On Sept. 19, an inspector found that staff were disposing of personal protective equipment in a way that could help dangerous pathogens spread.
Instead of taking off gowns, gloves and masks while still inside the room of a resident infected with the bacteria Clostridium difficile, staff was taking the equipment off in a medication room, the inspection report said.
Additionally, housekeeping staff had not been told how much bleach to use for infectious diseases, the report said. A worker told the inspector that she would “just add a little bleach.”
Coronavirus tests
Smith said testing began at Pine Forest after another resident had come down a mild fever and tested positive at a local hospital. The results of that test were known March 22.
He said that resident and a staffer tested shortly afterward have not developed the disease since then, and can be considered recovered. The rest who tested positive are either showing no signs or mild symptoms.
“Everybody else is doing well,” he said. “And we have really tried to be informative and proactive.”
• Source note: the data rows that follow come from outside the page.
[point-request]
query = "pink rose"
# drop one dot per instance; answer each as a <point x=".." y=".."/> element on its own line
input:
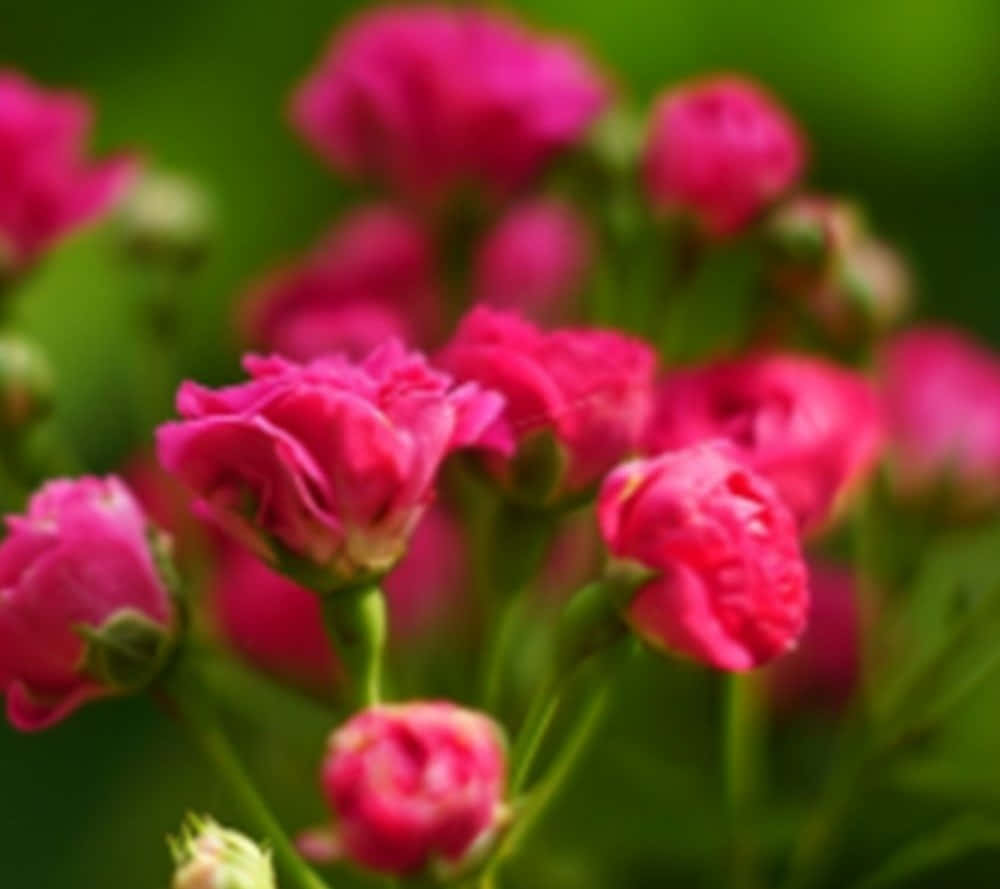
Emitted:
<point x="823" y="670"/>
<point x="721" y="150"/>
<point x="534" y="260"/>
<point x="272" y="621"/>
<point x="941" y="391"/>
<point x="371" y="279"/>
<point x="77" y="560"/>
<point x="430" y="97"/>
<point x="328" y="462"/>
<point x="415" y="784"/>
<point x="812" y="428"/>
<point x="47" y="188"/>
<point x="730" y="588"/>
<point x="588" y="391"/>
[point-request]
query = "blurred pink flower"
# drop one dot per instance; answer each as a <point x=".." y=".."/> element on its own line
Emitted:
<point x="330" y="462"/>
<point x="370" y="279"/>
<point x="535" y="260"/>
<point x="77" y="559"/>
<point x="730" y="588"/>
<point x="431" y="97"/>
<point x="814" y="429"/>
<point x="941" y="391"/>
<point x="47" y="187"/>
<point x="823" y="670"/>
<point x="720" y="149"/>
<point x="590" y="391"/>
<point x="415" y="785"/>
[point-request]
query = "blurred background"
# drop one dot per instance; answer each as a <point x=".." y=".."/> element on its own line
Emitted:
<point x="899" y="98"/>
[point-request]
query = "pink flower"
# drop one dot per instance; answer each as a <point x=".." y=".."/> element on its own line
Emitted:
<point x="330" y="462"/>
<point x="823" y="670"/>
<point x="415" y="784"/>
<point x="371" y="279"/>
<point x="812" y="428"/>
<point x="272" y="621"/>
<point x="78" y="559"/>
<point x="589" y="391"/>
<point x="730" y="587"/>
<point x="430" y="577"/>
<point x="46" y="186"/>
<point x="941" y="391"/>
<point x="720" y="149"/>
<point x="429" y="97"/>
<point x="534" y="260"/>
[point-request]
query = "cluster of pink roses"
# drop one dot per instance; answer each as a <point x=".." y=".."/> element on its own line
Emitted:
<point x="324" y="468"/>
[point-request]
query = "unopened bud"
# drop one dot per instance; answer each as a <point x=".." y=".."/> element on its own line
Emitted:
<point x="26" y="383"/>
<point x="168" y="218"/>
<point x="208" y="856"/>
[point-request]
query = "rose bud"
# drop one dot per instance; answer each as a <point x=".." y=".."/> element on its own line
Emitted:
<point x="577" y="400"/>
<point x="823" y="670"/>
<point x="26" y="383"/>
<point x="416" y="786"/>
<point x="325" y="467"/>
<point x="272" y="621"/>
<point x="370" y="279"/>
<point x="48" y="187"/>
<point x="729" y="585"/>
<point x="385" y="102"/>
<point x="208" y="856"/>
<point x="941" y="392"/>
<point x="720" y="151"/>
<point x="534" y="260"/>
<point x="167" y="218"/>
<point x="811" y="427"/>
<point x="84" y="611"/>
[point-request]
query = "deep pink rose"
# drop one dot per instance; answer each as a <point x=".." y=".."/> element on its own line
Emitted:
<point x="78" y="558"/>
<point x="941" y="391"/>
<point x="720" y="150"/>
<point x="730" y="588"/>
<point x="534" y="260"/>
<point x="47" y="187"/>
<point x="823" y="670"/>
<point x="371" y="279"/>
<point x="331" y="461"/>
<point x="430" y="97"/>
<point x="415" y="785"/>
<point x="811" y="427"/>
<point x="272" y="621"/>
<point x="590" y="390"/>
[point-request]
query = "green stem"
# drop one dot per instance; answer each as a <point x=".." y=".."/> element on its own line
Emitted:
<point x="183" y="687"/>
<point x="357" y="623"/>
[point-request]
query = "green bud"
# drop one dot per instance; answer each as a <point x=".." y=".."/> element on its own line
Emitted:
<point x="208" y="856"/>
<point x="168" y="219"/>
<point x="26" y="383"/>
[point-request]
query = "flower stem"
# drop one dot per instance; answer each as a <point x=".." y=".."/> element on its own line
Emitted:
<point x="183" y="688"/>
<point x="356" y="621"/>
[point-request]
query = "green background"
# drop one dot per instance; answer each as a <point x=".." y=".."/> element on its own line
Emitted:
<point x="900" y="99"/>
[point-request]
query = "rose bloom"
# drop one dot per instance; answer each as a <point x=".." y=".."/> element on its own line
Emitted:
<point x="721" y="150"/>
<point x="76" y="559"/>
<point x="370" y="279"/>
<point x="729" y="586"/>
<point x="415" y="785"/>
<point x="47" y="187"/>
<point x="941" y="391"/>
<point x="589" y="391"/>
<point x="823" y="670"/>
<point x="811" y="427"/>
<point x="534" y="260"/>
<point x="428" y="98"/>
<point x="329" y="462"/>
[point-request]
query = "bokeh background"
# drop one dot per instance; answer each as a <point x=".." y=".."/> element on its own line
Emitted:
<point x="900" y="99"/>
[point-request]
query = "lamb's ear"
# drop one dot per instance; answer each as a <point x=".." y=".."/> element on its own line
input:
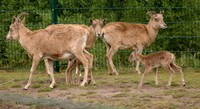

Elizabeth said her father retired from the USDA about 15 years ago. He worked in Southampton County, where he grew up, and retired early because the job became too stressful. He began substitute teaching in the county’s schools, and volunteered in the local Lions and Ruritan clubs.
Glascock started having health issues last fall, and was admitted to Southampton in November. He spent time in two other hospitals before being well enough to go to the rehabilitation center.
Elizabeth, 23, who lives in Murfreesboro, said he was determined to fully recover. By the time he moved to Pine Forest he was using a walker and could dress himself. He was aiming for self-sufficiency.
“He said, ‘I’m going to get out of here and get my own apartment,’” Elizabeth said. “But once all this happened, he just went downhill very fast.
“It just kind of sucks because he went through so much.”